No one has been working on the old generation of assistants for years now. They all basically came to the conclusion that the architecture that everyone had settled on was a dead end and wouldn't get any better, so they directed their attention elsewhere.
Now Google is working on it again, but just using an LLM for better intent parsing isn't exciting enough to warrant attention, so in classic Google fashion they launched a brand new product (Gemini) that's going to run alongside Assistant for a few years confusing everyone until they yank Assistant (which still will have features that haven't been ported).
Apple seems to be working on improving Siri rather than starting fresh, but it's taken them a while to get it ready because Apple never moves on something fast.

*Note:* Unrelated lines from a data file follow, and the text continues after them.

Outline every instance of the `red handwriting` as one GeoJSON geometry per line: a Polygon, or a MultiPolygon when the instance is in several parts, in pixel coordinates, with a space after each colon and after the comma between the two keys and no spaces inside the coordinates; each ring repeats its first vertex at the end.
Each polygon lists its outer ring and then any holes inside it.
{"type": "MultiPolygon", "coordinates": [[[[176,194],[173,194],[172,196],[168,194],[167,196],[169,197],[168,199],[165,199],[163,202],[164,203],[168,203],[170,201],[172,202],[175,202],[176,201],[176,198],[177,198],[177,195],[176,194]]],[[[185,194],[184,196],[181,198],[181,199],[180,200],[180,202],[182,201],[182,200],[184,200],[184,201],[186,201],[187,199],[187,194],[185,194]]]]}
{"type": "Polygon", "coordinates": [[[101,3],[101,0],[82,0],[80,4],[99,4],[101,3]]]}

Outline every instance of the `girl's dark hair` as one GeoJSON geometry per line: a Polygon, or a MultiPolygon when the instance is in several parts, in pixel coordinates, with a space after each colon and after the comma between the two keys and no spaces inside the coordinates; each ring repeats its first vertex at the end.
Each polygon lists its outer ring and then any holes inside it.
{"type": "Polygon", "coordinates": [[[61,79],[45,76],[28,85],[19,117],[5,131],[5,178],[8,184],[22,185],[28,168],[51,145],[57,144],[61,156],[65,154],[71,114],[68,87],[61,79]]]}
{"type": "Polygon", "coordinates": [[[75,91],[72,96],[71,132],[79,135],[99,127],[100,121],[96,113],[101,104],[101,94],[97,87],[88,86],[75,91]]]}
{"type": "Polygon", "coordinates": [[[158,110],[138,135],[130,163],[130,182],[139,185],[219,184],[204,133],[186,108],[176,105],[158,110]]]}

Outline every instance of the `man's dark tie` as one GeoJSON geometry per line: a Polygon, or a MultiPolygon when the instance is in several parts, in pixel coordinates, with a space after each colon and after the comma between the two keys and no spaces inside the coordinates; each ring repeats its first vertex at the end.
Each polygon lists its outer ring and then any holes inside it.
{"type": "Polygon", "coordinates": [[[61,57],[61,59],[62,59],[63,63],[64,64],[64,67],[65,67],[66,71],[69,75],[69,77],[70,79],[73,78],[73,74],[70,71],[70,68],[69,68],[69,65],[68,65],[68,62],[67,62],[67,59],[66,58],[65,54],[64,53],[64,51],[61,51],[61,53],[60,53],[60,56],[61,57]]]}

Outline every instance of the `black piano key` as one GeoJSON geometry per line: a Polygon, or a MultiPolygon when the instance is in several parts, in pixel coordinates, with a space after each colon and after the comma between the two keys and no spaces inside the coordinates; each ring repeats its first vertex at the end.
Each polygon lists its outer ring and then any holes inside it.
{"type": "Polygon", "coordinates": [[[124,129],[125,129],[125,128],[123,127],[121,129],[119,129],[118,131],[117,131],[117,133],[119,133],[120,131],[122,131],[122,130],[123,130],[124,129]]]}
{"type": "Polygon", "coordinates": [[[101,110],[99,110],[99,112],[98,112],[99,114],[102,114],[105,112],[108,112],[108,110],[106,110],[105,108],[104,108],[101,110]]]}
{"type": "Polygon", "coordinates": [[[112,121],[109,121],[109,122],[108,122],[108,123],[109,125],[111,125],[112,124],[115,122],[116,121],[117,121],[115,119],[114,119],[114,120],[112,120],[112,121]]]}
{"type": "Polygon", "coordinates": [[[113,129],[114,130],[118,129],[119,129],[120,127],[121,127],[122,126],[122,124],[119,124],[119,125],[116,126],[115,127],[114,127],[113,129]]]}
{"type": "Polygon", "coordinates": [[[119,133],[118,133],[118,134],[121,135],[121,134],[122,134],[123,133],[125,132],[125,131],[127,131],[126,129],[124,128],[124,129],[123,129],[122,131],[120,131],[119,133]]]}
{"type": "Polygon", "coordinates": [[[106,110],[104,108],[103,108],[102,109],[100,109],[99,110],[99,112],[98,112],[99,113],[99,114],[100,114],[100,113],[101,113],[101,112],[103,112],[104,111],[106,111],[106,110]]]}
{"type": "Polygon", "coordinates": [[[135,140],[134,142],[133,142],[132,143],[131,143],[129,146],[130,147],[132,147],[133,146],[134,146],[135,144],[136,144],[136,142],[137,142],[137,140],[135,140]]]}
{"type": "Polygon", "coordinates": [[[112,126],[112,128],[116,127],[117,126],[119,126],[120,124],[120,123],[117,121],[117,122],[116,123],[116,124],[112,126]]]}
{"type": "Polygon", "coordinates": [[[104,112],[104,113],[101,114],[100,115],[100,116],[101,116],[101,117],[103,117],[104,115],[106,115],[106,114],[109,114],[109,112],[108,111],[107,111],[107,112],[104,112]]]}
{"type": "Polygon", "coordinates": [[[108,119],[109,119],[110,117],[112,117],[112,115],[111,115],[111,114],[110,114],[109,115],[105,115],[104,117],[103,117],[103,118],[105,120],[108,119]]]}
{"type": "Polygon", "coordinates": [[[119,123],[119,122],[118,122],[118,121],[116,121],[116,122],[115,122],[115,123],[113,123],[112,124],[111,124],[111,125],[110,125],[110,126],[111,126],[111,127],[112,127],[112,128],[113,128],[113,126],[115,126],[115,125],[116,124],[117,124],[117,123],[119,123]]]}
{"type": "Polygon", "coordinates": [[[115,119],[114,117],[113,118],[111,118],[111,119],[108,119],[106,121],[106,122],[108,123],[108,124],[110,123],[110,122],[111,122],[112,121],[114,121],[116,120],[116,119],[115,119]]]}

Actually, speech-to-text benefits massively from a good language model. It's impossible to do speech to text if you don't understand the language. The better you understand the language and the context of what is being said, the better you will be at speech-to-text. So it's no surprise whatsoever to anyone that the best-in-class language model would have the best in class speech-to-text.
I think a lot of people underestimate how disconnected simple sound patterns are from human speech. It's hard if not impossible to even recognize word boundaries on a phonogram of regular human speech, even for highly eloquent speakers in formal settings. And many sounds are entirely ambiguous, people rarely understand the exact phonemes they use in practice. For example, most native English speakers pronounce the "peech" part of "speech" more like "beach" than like "peach", if you look at a phonogram [0]. Phonetics is really complicated, and varies far more between languages than people tend to assume.
After years of raising 3 kids, you would think if I ask to add diapers to the cart, it would know something. But no, it would just go with whatever is the top recommended, or first in a search, or something like that. Nothing using the brand or most recent sizes we purchased.
There was no serious attempt to drive real commerce. Instead, Alexa became full of recommendation slots that PMs would battle over. "I set that timer for you. Do you want to try the Yoga skill?"
On the other hand, they have taken on messy problems and solved them well, but not using technology, and for no real financial gain. For example, if you ask for the score of the Tigers game, Alexa has to reconcile which "Tigers" sports team you mean among both your own geography and the worldwide teams, at all levels from worldwide to local, across all sports, might have had games of interest. People worked behind the scenes to manage this manually, tracking teams of interest and filling intent slots daily.